Bisnis.com, JAKARTA -- Kegiatan adaptasi dan mitigasi dalam perubahan iklim menjadi faktor penting dalam upaya pencapaian target Nationally Determined Contribution (NDC) Indonesia.
Pelaku usaha sebagai non-state actor juga berupaya menjadi bagian penting dalam proses ini. Kemampuan penghitungan potensi penurunan emisi menjadi krusial dilakukan oleh pelaku usaha dalam upaya mengukur kinerja adaptasi dan mitigasi perubahan iklim.
Hal tersebut diungkap Ketua Umum APHI Indroyono Soesilo pada pembukaan Pelatihan Penghitungan Potensi Penurunan Emisi dan Nilai Ekonomi Karbon Untuk Penerbitan CER yang diselenggarakan APHI secara virtual bekerjasama dengan PT. GAIA Eko Daya Buana dan PT. Digdaya Citta Selaras pada Senin (03/05/2021).
Pelatihan yang berlangsung selama dua hari tersebut merupakan tindak lanjut dari Forum Dialog APHI dengan Menteri Lingkungan Hidup dan Kehutanan Siti Nurbaya yang mengusung tema Strategi dan Aksi Mitigasi Sektor Kehutanan Untuk Pemenuhan Target NDC dan Pemanfaatan Nilai Ekonomi Karbon pada 26 April lalu.
“Pengukuran langsung oleh masing-masing unit manajemen penting dilakukan seiring dengan peluang untuk dapat memanfaatkan nilai ekonomi karbon baik melalui skema Result Based Payment maupun perdagangan karbon” kata Indroyono.

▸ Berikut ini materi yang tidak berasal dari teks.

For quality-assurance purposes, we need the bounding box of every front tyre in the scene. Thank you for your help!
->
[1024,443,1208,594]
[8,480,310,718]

Dia memprediksi bahwa potensi penurunan emisi dari areal kerja hutan alam, hutan tanaman dan restorasi ekosistem sangatlah besar untuk dikontribusikan dalam pemenuhan pencapaian NDC Indonesia sebesar 497 juta ton CO2e pada 2030.
“Insentif nilai ekonomi karbon untuk penyerapan emisi karbon di wilayah hutan alam dan hutan tanaman dapat diperoleh melalui antara lain konservasi dan tata kelola lahan gambut, penerapan SILIN, penerapan Reduced Impact Logging (RIL), dan perpanjangan waktu tanam dan panen pada hutan tanaman industri, serta pengurangan areal tebangan pada hutan alam,” imbuh Indroyono.
Duta Besar Indonesia untuk Jerman Arief Havas Oegroseno menyambut baik Pelatihan Penghitungan Potensi Penurunan emisi Dan Nilai Ekonomi Karbon yang dilakukan APHI.
“Penghitungan ini bukan saja akan membantu Pemerintah dalam mencapai target NDC tetapi juga memunculkan bisnis baru di industri kehutanan,” jelas Arief Havas.
Ini juga menggarisbawahi perdagangan karbon merupakan trend dunia yang saat ini perlu direspon positif oleh Indonesia. Menurutnya, ada dua potensi pasar yang bisa digarap yaitu pasar domestik dan pasar internasional. Untuk Uni Eropa sendiri, masih dalam proses terus bertumbuh dan berpeluang maju sebagai leader.
Dia memaparkan untuk Asia masih didominasi oleh Jepang, China dan India. Bahkan Australia dan Selandia Baru juga tidak mau tertinggal dalam isu perdagangan karbon.
“Saya berharap Indonesia akan bersemangat menggarap potensi perdagangan karbon ini dengan menjadi pusat perdagangan karbon, dengan mengacu pada Peraturan Presiden tentang Nilai Ekonomi Karbon yang sedang dalam proses penerbitan,” ujarnya.
Sementara itu, Direktur Program GAIA Eko Daya Buana Joseph Adiguna Hutabarat menjelaskan pelatihan penghitungan karbon yang menggunakan pendekatan blended learning yang mengkombinasikan antara proses belajar secara mandiri dengan kelas interaktif secara live direncanakan akan diselenggarakan dalam 4 batch.
Tujuannya guna mempersiapkan sumber daya manusia unit manajemen, baik di hutan alam, hutan tanaman, maupun restorasi ekosistem agar dapat melakukan perhitungan penurunan emisi di areal kerjanya secara mandiri, sebagai basis pelaporan ke Sistem Registrasi Nasional dan penerbitan Certified Emissions Reduction (CER).
“Kontribusi sektor kehutanan dalam pemenuhan NDC Indonesia sebesar 17.2% sangat strategis sekali. Karenanya, pelatihan penghitungan karbon di areal kerja unit manajemen ini akan berdampak positif dalam memprediksi potensi penurunan emisi. Pelatihan tentunya akan membahas konsep, prinsip dasar CER serta menghitung estimasi awal potensi reduksi emisi,” kata Joseph.